A terceira palavra não é tanto uma gíria nossa, e sim mais um hábito nosso. Como nós estávamos bastante acostumados a comparar preços, nós fazíamos isto em qualquer lugar onde houvesse prateleiras e produtos à venda, mesmo que não quiséssemos comprar nada. Por que fazíamos isso? Por despeito, pois assim, podíamos nos sentir melhores do que o resto das pessoas que compravam, por que sabíamos que os preços ali eram absurdos e nós sabíamos onde era mais barato (no La Anonima, é claro!). E o nome que dávamos para esta sobra de preço era "achacação". Se, durante uma viagem de ônibus parássemos em um posto de conveniência (assim chamados por dois motivos: 1. são bem localizados, para a conveniência do viajante; 2. têm os preços absurdamente inflacionados, para a conveniência do dono do estabelecimento), um de nós certamente olharia o preço das coisas à venda e diria para o outro "a achacação aqui é violenta" e tentaria pegar discretamente a comida que o casal de idosos deixou sobrando no prato.

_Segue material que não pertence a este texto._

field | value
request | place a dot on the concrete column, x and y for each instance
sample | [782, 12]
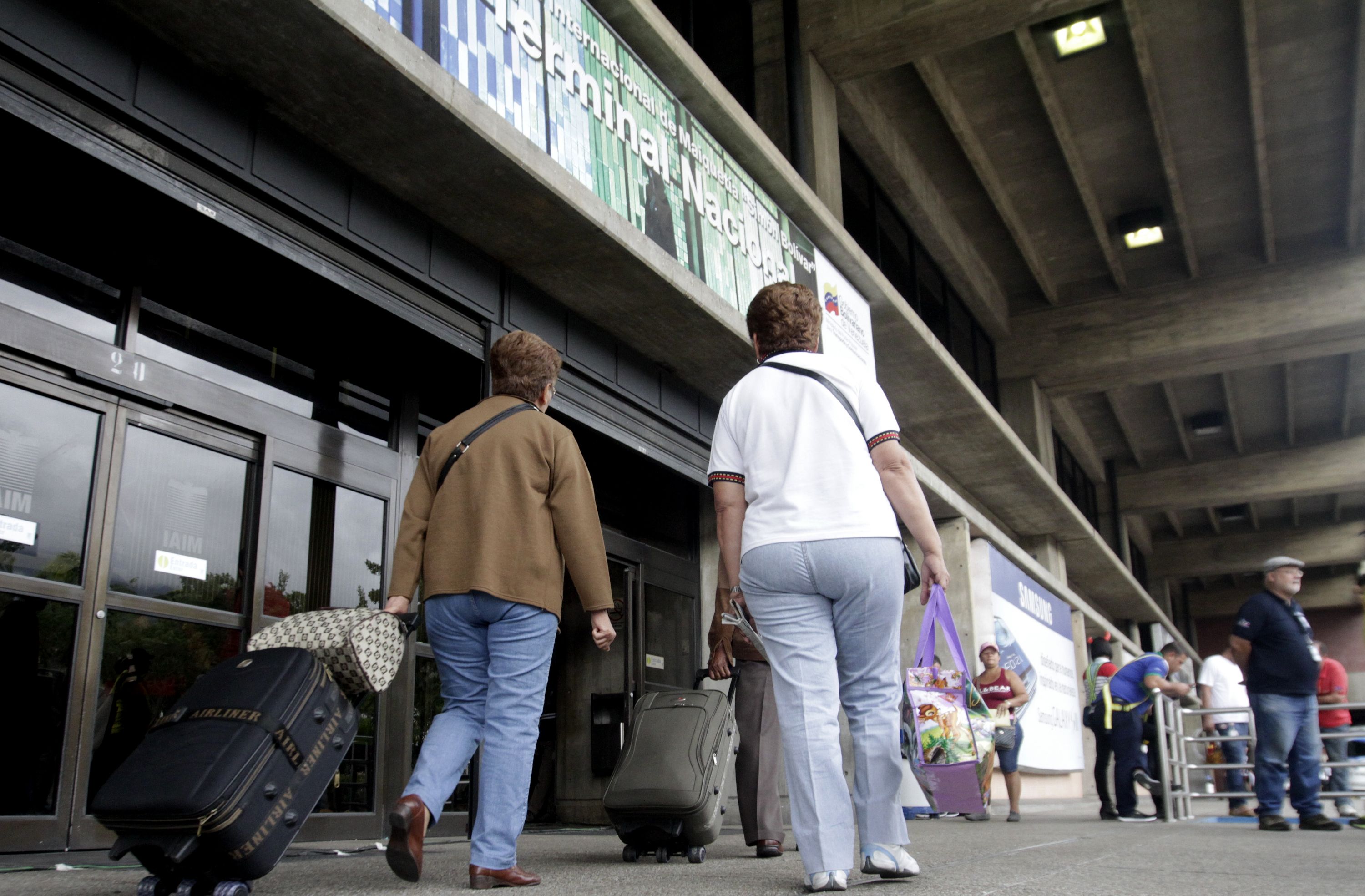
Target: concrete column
[822, 137]
[770, 74]
[968, 597]
[1030, 414]
[1049, 552]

Também tínhamos uma relação especial com as palavras do espanhol que aprendíamos no caminho. Não pedíamos carona, "haciamos dedo" - ou "fazer dedo", depois de muitas horas na beira da estrada. Jurel, caballa e pelón (além de choclo, por parte do Marcelo), apesar de provavelmente terem algum equivalente em português, eram os únicos termos que tínhamos à nossa disposição para descrever três itens bastante importantes de nossa empreitada - para ser sincero, até hoje não sei bem que tipo de peixe são caballa e jurel (porém pelón eu sei que em português é nectarina). Copado, apesar de não ter se tornado parte integrante do nosso vocabulário, era um acessório interessante, que usávamos quando conversávamos com argentinos e queríamos dar a entender, ao mesmo tempo, que achávamos que algo era legal, e que entendíamos do dialeto argentino. Como diriam os norte-americanos exceto os mexicanos worked like a charm.

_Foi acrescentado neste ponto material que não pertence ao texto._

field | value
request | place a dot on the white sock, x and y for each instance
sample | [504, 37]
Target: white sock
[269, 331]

Por fim, dois dedos de prosa a respeito do nosso equipamento. Não, não inventamos nomes personalizados para nenhum item do nosso inventário (exceto a garrafinha, que sempre chamamos de "A Saudosa"), mas fomos, com o tempo, descobrindo seus nomes em espanhol e utilizando-os quando necessário. Barraca é carpa ou tienda; fogareiro, calentador; guardanapo (sim, sempre tínhamos pelo menos dois à nossa disposição), servilleta. Por causa do hábito que nosso calentador tinha de apagar quando mais precisávamos dele, tivemos que desenvolver um dispositivo que protegesse sua chama e mantivesse seu calor. Foi assim que nasceu o "forno". Se vocês pensaram em um invento altamente sofisticado, eu sinceramente duvido que vocês tenham entendido como foi nossa viagem. Basicamente, nós colocávamos um de nossos isolantes térmicos em volta do fogareiro aceso, e o cobríamos com uma jaqueta. O fogo continuava apagando, mas com muito menos freqüência. E, last but not least, passamos a viagem inteira chamando nossa panela de "panela", para depois descobrirmos que era uma leiteira. O que não muda nada, pois continuo chamando ela de panela.

A "leiteira" em ação. Sim, a situação é algo que saiu de um livro dadaísta.